From: José Carlos Santos on 1 Jun 2010 03:50 On 01-06-2010 7:28, William Elliot wrote: > Does the following form of the pasting lemma hold for all spaces? > > If D is dense, K closed, U open, X = K \/ U, f:X -> Y > and f is continuous over U and over K \/ D, then f is > continuous. Not true. Take K = empty set. Then what you are saying is: if _f_ is a function from X into Y which is continuous over a dense set, then _f_ is continuous. I suppose that you will be able to find counter-examples easily. Best regards, Jose Carlos Santos
From: Ron on 1 Jun 2010 10:10 On Jun 1, 3:50 am, José Carlos Santos <jcsan...(a)fc.up.pt> wrote: > On 01-06-2010 7:28, William Elliot wrote: > > > Does the following form of the pasting lemma hold for all spaces? > > > If D is dense, K closed, U open, X = K \/ U, f:X -> Y > > and f is continuous over U and over K \/ D, then f is > > continuous. > > Not true.

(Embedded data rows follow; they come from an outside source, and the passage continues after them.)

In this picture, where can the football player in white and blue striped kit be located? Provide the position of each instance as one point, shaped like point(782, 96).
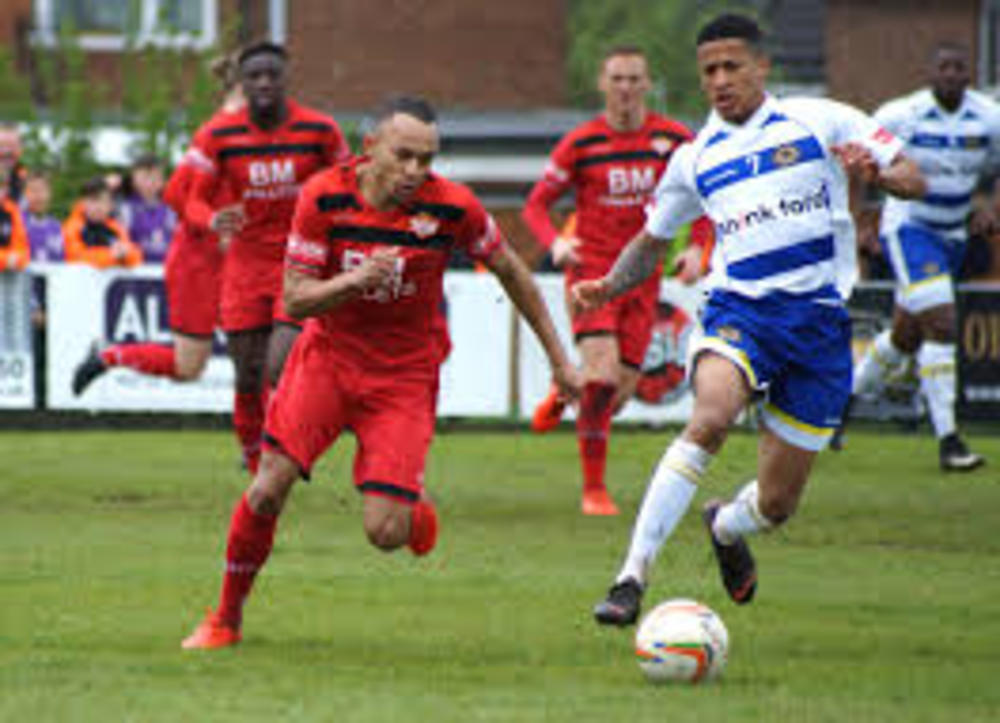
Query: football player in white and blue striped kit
point(772, 175)
point(953, 134)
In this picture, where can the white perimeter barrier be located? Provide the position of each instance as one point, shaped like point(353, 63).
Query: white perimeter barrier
point(87, 305)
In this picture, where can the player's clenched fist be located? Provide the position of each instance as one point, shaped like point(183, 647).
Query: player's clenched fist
point(589, 295)
point(377, 269)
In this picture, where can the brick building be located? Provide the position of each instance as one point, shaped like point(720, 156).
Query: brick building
point(475, 54)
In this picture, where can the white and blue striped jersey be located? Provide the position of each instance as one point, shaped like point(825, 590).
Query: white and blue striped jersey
point(951, 149)
point(776, 196)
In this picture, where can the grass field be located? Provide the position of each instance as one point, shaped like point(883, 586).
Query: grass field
point(877, 603)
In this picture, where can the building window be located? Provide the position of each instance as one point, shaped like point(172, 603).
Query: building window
point(109, 24)
point(989, 45)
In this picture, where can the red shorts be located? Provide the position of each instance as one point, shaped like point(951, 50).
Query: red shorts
point(252, 291)
point(392, 416)
point(193, 275)
point(629, 318)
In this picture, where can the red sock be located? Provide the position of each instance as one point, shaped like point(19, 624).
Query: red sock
point(248, 422)
point(251, 536)
point(152, 359)
point(592, 427)
point(423, 527)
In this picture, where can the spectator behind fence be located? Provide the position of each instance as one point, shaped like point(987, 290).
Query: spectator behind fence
point(14, 250)
point(44, 230)
point(11, 171)
point(148, 219)
point(93, 237)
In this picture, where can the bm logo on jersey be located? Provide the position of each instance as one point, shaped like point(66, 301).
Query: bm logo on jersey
point(272, 173)
point(786, 155)
point(631, 181)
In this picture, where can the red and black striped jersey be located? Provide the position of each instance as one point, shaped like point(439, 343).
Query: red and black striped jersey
point(335, 228)
point(613, 175)
point(263, 169)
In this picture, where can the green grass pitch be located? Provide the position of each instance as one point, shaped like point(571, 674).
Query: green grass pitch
point(878, 602)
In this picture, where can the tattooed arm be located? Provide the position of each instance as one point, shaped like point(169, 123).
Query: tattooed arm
point(636, 263)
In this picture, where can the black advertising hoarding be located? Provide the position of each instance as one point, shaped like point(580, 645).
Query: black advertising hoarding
point(979, 351)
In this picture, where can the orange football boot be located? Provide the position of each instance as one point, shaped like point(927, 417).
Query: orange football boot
point(548, 413)
point(211, 633)
point(598, 502)
point(423, 527)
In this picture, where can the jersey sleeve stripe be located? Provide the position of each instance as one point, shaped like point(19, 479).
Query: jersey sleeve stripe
point(311, 126)
point(273, 150)
point(337, 202)
point(591, 140)
point(230, 131)
point(620, 156)
point(443, 211)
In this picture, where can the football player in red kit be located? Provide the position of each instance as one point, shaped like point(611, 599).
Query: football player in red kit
point(365, 264)
point(613, 164)
point(261, 154)
point(192, 275)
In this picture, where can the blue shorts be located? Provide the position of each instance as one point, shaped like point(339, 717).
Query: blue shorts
point(795, 350)
point(924, 263)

Take K = empty set. Then what you are saying is: if _f_ is a > function from X into Y which is continuous over a dense set, then _f_ is > continuous. I suppose that you will be able to find counter-examples easily. > Not quite. the OP stated "continuous over U and over K \/ D". If K is the empty set then U=X, so in this case his statement would be "If f is continuous over X and over D, it is continuous" which is trivially true. > Best regards, > > Jose Carlos Santos
From: José Carlos Santos on 1 Jun 2010 12:23 On 01-06-2010 15:10, Ron wrote: >>> Does the following form of the pasting lemma hold for all spaces? >> >>> If D is dense, K closed, U open, X = K \/ U, f:X -> Y >>> and f is continuous over U and over K \/ D, then f is >>> continuous. >> >> Not true. Take K = empty set. Then what you are saying is: if _f_ is a >> function from X into Y which is continuous over a dense set, then _f_ is >> continuous. I suppose that you will be able to find counter-examples easily. >> > > Not quite. the OP stated "continuous over U and over K \/ D". If K is > the empty set then U=X, so in this case his statement would be "If f > is continuous over X and over D, it is continuous" which is trivially > true. Right. My mistake. :-( Best regards, Jose Carlos Santos
From: Marc Olschok on 7 Jun 2010 14:00
William Elliot <marsh(a)rdrop.remove.com> wrote: > Does the following form of the pasting lemma hold for all spaces? > > If D is dense, K closed, U open, X = K \/ U, f:X -> Y > and f is continuous over U and over K \/ D, then f is > continuous. Here is a small counterexample: Consider X = { a , b , c , d } with three nontrivial open sets: { a , b }, { b , d } , { b }. Let K = { c , d } , U = { a , b } and D = { b , d } and define f: X --> X by f(a) = a and f(x) = b for all x =/= a Then the restriction of f to K \/ D is constant, hence continuous and the restriction of f to U is just the inclusion of the open subspace U and therefore also continuous. But the preimage of the closed subset { a , c } under f is { a }, which is not closed. -- Marc |